Koya
Sophomore Member
- Joined
- Feb 8, 2008
- Professional Status
- Certified General Appraiser
- State
- California
There is no reason to use a hypothetical condition that the back taxes are paid...It is simply not needed as unpaid back taxes have nothing to do with the appraised value. When you appraise a property for a typical mortgage lending transaction you don't make the appraisal subject to the payoff of the existing mortgage do you...I would bet that you don't.
That's because it's a standard assumption that title-escrow will clear the mortgage lien before transferring title. So fee simple and market value are pretty consistent.
But if title transfers with liens or encumbrances that are atypical of the market (for example a contractual condition to pay future property taxes, i.e. past the title transfer date), then it would affect market value in that the fee simple value is not the same as market value. Consider a property with a 10-year below market lease. The fee simple value doesn't change, but a leased fee value, adjusting for the below market rent ramifications, is more pertinent to market value than the fee simple. Since the OP has stated that the back taxes may not be cleared, that would lead me to present the fee simple value as a hypothetical and the adjusted value for back taxes as the "as-is" value. That seems to me to be least misleading.

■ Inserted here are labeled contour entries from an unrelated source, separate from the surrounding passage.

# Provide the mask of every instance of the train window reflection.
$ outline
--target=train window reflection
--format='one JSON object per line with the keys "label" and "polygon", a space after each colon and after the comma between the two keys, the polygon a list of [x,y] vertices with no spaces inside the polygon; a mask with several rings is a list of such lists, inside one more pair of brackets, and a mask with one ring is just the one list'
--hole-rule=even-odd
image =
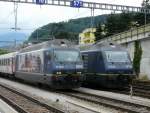
{"label": "train window reflection", "polygon": [[67,50],[55,50],[54,58],[58,62],[76,62],[81,59],[78,51]]}
{"label": "train window reflection", "polygon": [[105,51],[108,62],[130,62],[127,52]]}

You could just report the fee simple value and note that there are back taxes outstanding which might not be paid and be technically correct, but that just seems to be leaving out the final step and potentially misleading. That would be like reporting the fee simple value for the long-term lease situation above and stating that the fee simple isn't the market value because there's a long term lease encumbering the property. That may satisfy the assignment conditions, but it doesn't actually give the client what he needs. Note that I don't get into this situation, because when a client asks for a fee simple value in such a case, I guide them toward a leased fee value as what they're actually looking for from the appraisal.